Selections for service with colored troops should therefore be

most carefully made. Major Bullard declares that the officer of

negro troops "must not only be an officer and a gentleman, but he

must be considerate, patient, laborious, self-sacrificing, a man

of affairs, and he must have knowledge and wisdom in a great lot

of things not really military."

If the position of a white officer is a difficult one, that of the

colored officer is still more so. He has not the self-assumed

superiority of the white man, naturally feels that he is on trial,

and must worry himself incessantly about his relations to his

white comrades of the shoulder straps. While the United States

Navy has hitherto been closed to negroes who aspire to be

officers, the army has pursued a wiser and more just policy. The

contrast between the two services is really remarkable. On almost

every war vessel white and black sailors sleep and live together

in crowded quarters without protest or friction. But the negro

naval officer is kept out of the service by hook or by crook for

the avowed reason that the cramped quarters of the wardroom would

make association with him intolerable. In the army, on the other

hand, the experiment of mixed regiments has never been tried. A

good colored soldier can nevertheless obtain a commission by going

through West Point, or by rising from the ranks, or by being

appointed directly from civil life.

Since the foundation of the Military Academy there have been

eighteen colored boys appointed to West Point, of whom fifteen

failed in their preliminary examinations, or were discharged after

entering because of deficiency in studies. Three were graduated

and commissioned as second lieutenants of cavalry, Henry Ossian

Flipper, John Hanks Alexander, and Charles Young. Of these,

Lieutenant Flipper was dismissed June 30, 1882, for "conduct

unbecoming an officer and a gentleman." The other two proved

themselves excellent officers, notably Young, who is at this

writing a captain, and a most efficient one, in the Ninth Cavalry,

with which he recently served in the Philippines. Lieutenant

Alexander died suddenly in 1894. In announcing his death in a

regimental order his colonel spoke of him in terms of high praise,

and did not use the customary stereotyped phrases of regret. His

fellow white officers all had good words for him. There never was

more striking testimony to the discipline and spirit of fairness

at West Point than was afforded by the sight of Cadet Charles

Young, who is of very dark complexion, commanding white cadets.

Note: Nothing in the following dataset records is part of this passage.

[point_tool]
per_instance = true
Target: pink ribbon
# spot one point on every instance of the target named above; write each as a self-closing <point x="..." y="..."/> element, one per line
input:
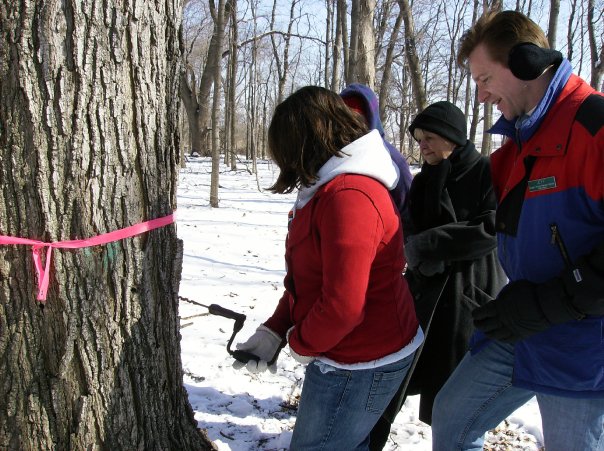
<point x="38" y="246"/>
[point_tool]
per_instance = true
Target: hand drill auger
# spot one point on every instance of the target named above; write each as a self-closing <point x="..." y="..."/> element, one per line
<point x="239" y="318"/>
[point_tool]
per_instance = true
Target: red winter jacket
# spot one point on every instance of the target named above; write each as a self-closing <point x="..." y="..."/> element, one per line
<point x="345" y="292"/>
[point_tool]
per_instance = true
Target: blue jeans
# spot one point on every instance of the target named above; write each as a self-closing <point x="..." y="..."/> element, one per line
<point x="479" y="395"/>
<point x="338" y="408"/>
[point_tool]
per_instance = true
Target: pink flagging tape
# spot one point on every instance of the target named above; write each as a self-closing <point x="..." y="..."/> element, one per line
<point x="43" y="271"/>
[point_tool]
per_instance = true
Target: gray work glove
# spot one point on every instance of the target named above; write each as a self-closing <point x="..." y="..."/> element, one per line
<point x="265" y="344"/>
<point x="303" y="359"/>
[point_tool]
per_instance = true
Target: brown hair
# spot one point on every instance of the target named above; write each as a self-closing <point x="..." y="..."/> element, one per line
<point x="307" y="129"/>
<point x="499" y="32"/>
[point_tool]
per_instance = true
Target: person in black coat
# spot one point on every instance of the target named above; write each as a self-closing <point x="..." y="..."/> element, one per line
<point x="450" y="241"/>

Nothing else has impressed foreign visitors at West Point half so


An equally remarkable happening, and one which speaks even more

for the democratic spirit in the army, was the commissioning in

1901 of Sergeant-Major Benjamin O. Davis, Ninth Cavalry, and of

Corporal John E. Green, Twenty-fourth Infantry. Both these men

were examined by boards of white officers, who might easily have

excluded them because of color prejudice, in which case there

would have been no appeal from their findings. Lieutenant Davis's

former troop commander, a West Pointer, openly rejoiced at his

success, and predicted that he would make an excellent officer.

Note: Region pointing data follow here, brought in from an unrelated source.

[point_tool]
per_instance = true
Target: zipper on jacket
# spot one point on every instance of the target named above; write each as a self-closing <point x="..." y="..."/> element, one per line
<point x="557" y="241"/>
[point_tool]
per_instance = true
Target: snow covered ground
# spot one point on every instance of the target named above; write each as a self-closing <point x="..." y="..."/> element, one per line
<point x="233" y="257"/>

These are the first two colored men to rise from the ranks, but

there will be many more if the same admirable spirit of fair play

continues to rule in the army and is not altered by outside

prejudice. It was thought that there would be a severe strain

upon discipline when a colored officer rose to the rank of captain

and to the command of white officers. But in Captain Young's case

his white subordinates seem to have realized that it is the

position and rank that they are compelled to salute and obey, and

not the individual. This principle is at the bottom of all

discipline. Only too frequently do subordinates throughout the

army have to remind themselves of this when obeying men for whose

social qualities and character they have neither regard nor

respect. During the war with Spain Captain Young commanded a

negro battalion from Ohio, which was pronounced the best drilled

organization in the large army assembled at Camp Alger near

Washington. In addition to these officers, Captain John R. Lynch,

formerly a Congressman from Mississippi, and four colored

chaplains represent their race on the commissioned rolls of the

army. All of these men are doing well. One colored chaplain was

dismissed for drunkenness in 1894. Beyond this their record is


Despite the fairness shown in these appointments, there has been

considerable very just criticism of the War Department for its

failure to appoint to the regulars any of the colored officers who

did well in the Forty-eighth and Forty-ninth Volunteers. Every

colonel of volunteers was allowed to designate for examination for

appointment to the regular army the best officers in his regiment.

Hundreds of white officers were selected in this way, but not a

single colored officer was given an examination,--not even

Lieutenant McBryar, with his medal of honor, or Captain Baker.

Similarly fault has been found with Secretary Root because no new

colored regiments were established under the law of February 2,

1901, increasing the army by five regiments of infantry, five of

cavalry, and a large number of companies of artillery. The excuse

most often heard is that the negroes already have sufficient

representation in comparison with the percentage of negroes to

white persons within the borders of the United States. But the

sterling characteristics of the colored soldiers, their loyalty to

the service as shown by the statistics of desertion, and, above

all, their splendid service in Cuba, should have entitled them to

additional organizations. To say the least, the decision of the

War Department smacks considerably of ingratitude. Nevertheless,

the negro regiments have come to stay, both in the regulars and in

the volunteers. The hostilities of the last five years have

dispelled any doubt which may have existed upon this point.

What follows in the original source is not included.